Rich Global LLC, one of the corporate arms Kiyosaki has done business under, filed for bankruptcy protection in August, after it was ordered to pay just under $24 million to the Learning Annex and its chairman Bill Zanker.

Kiyosaki was one of the small-time mountebanks who made it to the big-time in the aughts by telling his forever falling behind audience that they could get ahead, they just had not learned how. The shtick behind the Rich Dad books was that Kiyosaki was sharing secret money-making strategies of the wealthy with his wage slave readers. The tips ran the gamut from ridiculous to illegal and downright hurtful and included advocating for insider trading,  arguing for the purchase of multiple real estate properties with little or no money down and telling followers they could purchase stocks on margin via unfunded brokerage accounts.

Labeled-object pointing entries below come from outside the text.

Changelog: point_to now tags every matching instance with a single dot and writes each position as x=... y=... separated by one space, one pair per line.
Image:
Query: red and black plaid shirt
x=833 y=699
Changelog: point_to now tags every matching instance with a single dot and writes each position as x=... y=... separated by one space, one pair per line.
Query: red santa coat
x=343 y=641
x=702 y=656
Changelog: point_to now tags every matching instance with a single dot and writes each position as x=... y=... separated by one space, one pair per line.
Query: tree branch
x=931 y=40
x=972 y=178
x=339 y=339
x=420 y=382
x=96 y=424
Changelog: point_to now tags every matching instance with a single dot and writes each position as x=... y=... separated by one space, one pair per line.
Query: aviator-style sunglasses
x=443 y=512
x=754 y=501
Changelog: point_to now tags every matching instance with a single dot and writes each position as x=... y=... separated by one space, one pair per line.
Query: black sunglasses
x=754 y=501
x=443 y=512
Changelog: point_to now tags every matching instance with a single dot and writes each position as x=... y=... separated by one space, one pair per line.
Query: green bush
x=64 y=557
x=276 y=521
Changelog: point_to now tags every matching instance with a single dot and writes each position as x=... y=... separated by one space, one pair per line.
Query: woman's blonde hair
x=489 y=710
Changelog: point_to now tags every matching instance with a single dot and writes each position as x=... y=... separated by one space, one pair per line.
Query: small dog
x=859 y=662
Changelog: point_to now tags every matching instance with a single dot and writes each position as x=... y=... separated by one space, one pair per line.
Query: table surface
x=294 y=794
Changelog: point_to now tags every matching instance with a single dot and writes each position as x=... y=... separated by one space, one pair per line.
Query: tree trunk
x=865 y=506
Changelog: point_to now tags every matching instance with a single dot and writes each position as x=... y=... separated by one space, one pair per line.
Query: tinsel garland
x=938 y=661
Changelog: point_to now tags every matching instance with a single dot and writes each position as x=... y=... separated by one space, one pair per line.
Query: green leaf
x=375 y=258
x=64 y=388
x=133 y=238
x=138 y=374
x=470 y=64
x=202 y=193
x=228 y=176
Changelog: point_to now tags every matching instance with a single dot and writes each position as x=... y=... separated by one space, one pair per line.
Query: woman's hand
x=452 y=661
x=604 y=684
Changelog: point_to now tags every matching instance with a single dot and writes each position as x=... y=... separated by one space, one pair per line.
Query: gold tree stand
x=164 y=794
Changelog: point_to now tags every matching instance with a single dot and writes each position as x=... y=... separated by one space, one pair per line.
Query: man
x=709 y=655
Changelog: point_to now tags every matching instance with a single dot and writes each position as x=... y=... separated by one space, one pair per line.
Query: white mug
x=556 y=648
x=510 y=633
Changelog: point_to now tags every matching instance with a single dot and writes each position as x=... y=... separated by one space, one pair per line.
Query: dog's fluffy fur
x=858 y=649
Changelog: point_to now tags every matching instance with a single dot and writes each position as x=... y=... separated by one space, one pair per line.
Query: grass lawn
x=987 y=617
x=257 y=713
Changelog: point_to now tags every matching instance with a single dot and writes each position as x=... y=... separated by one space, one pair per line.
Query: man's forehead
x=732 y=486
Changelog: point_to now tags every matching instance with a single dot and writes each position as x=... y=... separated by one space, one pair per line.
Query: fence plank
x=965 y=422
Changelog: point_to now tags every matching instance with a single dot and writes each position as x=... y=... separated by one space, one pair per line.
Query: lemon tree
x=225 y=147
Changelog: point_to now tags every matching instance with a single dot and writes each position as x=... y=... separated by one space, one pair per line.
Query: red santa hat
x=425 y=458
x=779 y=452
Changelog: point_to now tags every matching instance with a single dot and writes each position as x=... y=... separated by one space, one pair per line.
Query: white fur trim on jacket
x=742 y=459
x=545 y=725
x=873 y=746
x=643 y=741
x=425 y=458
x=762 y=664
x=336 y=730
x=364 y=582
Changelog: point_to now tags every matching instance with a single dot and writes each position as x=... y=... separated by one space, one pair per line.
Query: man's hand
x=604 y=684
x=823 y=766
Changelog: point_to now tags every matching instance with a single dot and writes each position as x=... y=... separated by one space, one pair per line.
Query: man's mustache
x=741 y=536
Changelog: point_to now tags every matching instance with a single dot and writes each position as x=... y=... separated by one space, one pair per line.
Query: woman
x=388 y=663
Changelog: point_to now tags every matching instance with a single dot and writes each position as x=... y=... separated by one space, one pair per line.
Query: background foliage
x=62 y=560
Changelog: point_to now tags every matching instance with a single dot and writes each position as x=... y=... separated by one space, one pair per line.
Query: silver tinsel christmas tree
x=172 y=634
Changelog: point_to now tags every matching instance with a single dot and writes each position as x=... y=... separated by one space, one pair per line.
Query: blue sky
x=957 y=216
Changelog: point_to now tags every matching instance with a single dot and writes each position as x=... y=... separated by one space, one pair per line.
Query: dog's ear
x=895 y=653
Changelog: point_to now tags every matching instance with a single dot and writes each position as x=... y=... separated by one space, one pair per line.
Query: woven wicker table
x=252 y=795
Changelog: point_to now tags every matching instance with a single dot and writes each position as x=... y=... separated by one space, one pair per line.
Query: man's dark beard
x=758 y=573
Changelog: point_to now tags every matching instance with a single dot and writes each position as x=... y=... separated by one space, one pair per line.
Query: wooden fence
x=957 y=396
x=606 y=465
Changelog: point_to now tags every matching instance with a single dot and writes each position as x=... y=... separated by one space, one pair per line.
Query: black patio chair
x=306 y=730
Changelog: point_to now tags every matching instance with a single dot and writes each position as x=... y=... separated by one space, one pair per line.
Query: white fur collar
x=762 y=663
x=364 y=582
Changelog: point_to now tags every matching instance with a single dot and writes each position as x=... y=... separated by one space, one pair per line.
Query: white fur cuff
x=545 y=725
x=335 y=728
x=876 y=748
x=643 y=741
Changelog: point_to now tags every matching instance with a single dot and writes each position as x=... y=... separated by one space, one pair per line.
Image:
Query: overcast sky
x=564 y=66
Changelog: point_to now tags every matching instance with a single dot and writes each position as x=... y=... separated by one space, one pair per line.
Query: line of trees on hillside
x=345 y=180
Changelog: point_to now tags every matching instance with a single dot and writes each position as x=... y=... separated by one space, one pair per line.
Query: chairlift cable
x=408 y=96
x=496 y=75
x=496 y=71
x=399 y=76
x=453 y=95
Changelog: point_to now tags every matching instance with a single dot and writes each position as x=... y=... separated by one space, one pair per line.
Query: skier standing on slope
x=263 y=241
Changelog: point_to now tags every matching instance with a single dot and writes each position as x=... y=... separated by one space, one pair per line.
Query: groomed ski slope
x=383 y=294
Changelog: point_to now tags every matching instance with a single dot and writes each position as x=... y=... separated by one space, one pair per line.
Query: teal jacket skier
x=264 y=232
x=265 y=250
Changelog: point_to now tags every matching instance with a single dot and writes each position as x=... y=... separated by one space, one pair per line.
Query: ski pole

The Learning Annex was one of Kiyosaki’s earliest backers, and helped arrange a number of his most prominent speaking gigs in the early aughts. They were not alone. Oprah Winfrey had him on her show, and PBS ran his programming during their fundraising weeks.

So how did Kiyosaki, whom the website Celebrity Net Worth estimates is worth a cool $80 million, come to this pass?

Well, he didn’t come to any pass. He now conducts much of his business not via Rich Global LLC but under the rubrik Rich Dad Co. And it’s a corporate bankruptcy, not a personal bankruptcy. When the New York Post, which broke the story, tracked down Mike Sullivan, Rich Dad Co. CEO, he informed them that Kiyosaki would not be putting any of his personal fortune toward the settlement. As for Rich Global, Sulivan claimed it only had a few million in its coffers.

Of course, you could argue that Learning Annex CEO Zanker should have known better. No one has ever proven that Rich Dad, the man who supposedly gave Kiyosaki all his advice for wealthy living, ever existed. Nor has anyone ever documented any vast reserves of wealth earned by Kiyosaki prior to the publication of Rich Dad, Poor Dad in the 1997.